Será, materialiter, uma meia-virtude.

"Se definirmos a sinceridade como uma concordância entre a consciência e o ato


exterior, ação ou palavra, podemos facilmente mostrar que os grandes celerados da
humanidade foram sinceros. Hitler, por exemplo, foi um modelo de sinceridade e de
autenticidade. Durante a guerra, evidentemente, teve de mentir e enganar o
inimigo; mas antes da guerra disse em palavras dispersas, e no livro que imprimiu,
tudo o que contava fazer, e que fez.

"Raskolnikoff foi levado a assassinar uma velha por um ditame da sinceridade.

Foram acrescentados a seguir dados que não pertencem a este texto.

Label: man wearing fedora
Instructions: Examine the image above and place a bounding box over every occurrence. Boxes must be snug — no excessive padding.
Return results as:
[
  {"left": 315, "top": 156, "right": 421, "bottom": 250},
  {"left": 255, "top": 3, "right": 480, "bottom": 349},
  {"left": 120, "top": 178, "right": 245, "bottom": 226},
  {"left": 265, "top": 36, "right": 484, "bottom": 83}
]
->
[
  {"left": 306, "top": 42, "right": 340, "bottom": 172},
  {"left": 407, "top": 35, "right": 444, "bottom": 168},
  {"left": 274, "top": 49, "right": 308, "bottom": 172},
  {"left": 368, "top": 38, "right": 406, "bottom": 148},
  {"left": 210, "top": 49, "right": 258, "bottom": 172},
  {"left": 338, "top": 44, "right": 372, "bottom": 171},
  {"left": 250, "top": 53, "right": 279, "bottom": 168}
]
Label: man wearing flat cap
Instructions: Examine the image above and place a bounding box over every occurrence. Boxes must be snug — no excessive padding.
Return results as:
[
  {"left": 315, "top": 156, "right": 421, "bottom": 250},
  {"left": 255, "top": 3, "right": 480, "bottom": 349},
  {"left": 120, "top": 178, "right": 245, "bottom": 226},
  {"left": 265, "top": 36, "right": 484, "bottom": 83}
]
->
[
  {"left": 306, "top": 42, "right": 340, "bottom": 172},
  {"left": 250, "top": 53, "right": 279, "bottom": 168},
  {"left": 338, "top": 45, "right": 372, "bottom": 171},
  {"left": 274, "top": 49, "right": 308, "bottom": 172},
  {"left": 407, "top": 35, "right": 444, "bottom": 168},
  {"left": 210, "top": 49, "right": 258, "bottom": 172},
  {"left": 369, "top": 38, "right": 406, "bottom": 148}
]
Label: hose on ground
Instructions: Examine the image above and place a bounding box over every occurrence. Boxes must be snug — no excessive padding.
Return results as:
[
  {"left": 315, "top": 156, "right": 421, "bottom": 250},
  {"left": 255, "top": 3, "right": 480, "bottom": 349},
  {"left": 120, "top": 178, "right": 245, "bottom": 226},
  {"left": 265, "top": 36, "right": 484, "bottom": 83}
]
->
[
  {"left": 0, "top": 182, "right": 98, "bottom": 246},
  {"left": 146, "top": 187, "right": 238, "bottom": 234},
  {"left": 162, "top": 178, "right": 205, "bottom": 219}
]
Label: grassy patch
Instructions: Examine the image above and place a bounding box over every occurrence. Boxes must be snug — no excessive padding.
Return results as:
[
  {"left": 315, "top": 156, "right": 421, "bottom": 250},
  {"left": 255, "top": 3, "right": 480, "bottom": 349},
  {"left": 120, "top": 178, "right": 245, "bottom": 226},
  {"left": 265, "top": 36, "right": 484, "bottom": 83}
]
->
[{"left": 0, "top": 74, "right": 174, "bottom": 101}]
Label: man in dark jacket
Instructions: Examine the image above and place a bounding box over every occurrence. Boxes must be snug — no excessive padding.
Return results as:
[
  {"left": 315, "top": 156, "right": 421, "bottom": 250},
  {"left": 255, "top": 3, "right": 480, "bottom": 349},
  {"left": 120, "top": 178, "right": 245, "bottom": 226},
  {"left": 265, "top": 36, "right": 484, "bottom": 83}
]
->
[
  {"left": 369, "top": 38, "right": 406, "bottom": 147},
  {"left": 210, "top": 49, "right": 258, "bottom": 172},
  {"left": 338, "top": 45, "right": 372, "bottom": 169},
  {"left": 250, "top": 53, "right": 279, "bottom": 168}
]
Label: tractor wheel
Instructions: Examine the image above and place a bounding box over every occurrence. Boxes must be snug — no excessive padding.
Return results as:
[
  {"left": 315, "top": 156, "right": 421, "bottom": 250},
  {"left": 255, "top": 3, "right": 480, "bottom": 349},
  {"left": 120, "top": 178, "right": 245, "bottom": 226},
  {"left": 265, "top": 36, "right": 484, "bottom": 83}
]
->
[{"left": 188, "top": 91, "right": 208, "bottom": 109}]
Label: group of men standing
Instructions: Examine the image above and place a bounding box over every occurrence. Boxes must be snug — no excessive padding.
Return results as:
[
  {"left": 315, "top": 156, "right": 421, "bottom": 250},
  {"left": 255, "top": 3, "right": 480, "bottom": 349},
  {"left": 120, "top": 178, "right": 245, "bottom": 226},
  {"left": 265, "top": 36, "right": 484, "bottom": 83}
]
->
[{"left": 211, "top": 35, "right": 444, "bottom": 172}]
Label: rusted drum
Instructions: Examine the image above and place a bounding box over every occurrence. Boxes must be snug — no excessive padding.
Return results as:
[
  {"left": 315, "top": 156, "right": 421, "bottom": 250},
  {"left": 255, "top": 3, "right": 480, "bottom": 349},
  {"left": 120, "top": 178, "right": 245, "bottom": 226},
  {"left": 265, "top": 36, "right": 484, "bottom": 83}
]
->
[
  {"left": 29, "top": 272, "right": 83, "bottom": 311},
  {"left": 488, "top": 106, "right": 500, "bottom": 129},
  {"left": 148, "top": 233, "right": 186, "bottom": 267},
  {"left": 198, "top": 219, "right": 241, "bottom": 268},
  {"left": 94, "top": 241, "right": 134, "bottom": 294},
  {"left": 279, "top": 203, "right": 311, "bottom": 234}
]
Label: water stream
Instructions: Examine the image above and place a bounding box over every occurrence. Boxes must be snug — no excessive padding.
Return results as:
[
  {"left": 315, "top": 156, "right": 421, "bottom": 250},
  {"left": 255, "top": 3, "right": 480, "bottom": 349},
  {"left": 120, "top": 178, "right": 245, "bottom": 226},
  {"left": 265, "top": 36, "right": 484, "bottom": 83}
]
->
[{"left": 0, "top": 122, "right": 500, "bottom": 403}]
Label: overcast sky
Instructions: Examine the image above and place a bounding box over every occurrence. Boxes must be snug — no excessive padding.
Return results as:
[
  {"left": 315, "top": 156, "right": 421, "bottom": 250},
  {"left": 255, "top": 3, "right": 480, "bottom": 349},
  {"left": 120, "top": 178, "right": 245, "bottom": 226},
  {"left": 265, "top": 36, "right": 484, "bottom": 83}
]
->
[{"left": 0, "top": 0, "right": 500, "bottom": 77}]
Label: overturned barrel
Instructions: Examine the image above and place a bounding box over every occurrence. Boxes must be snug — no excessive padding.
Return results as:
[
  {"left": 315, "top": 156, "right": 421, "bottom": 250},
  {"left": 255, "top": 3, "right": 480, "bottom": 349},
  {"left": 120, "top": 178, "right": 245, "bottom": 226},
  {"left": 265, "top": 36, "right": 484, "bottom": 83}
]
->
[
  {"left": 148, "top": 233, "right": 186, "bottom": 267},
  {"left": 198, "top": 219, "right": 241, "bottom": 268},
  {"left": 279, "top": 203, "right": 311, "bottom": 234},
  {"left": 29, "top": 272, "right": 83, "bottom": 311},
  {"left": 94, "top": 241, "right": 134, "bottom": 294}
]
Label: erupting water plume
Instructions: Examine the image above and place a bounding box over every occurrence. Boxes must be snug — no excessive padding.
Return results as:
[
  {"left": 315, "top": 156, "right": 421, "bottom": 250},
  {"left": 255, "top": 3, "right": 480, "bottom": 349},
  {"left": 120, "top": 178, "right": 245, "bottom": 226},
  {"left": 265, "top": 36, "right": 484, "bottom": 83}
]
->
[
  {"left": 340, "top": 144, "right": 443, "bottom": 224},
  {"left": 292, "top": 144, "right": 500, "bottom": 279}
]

Convenceu-se a si mesmo de que sua vida era um bem infinitamente superior ao
da vida de uma pobre velha, e com este sistema instalado e transformado em
instância última de sua consciência, concluiu que podia matar a velha rica e
usurária.

"A sinceridade só será boa se vier acompanhada da clara notícia de que precisa um
complemento. Normalmente, a consciência é a regra próxima do agir humano, e,
portanto, sua consulta é boa e necessária. Mas não é o bastante. É preciso que a
consciência se reconheça incompleta e dependente, e obrigada a procurar sempre a
regra exterior que vem de Deus, ou pela revelação, para a vida sobrenatural, ou
pela experiência humana, e pelos ensinamentos da Igreja, para a lei natural.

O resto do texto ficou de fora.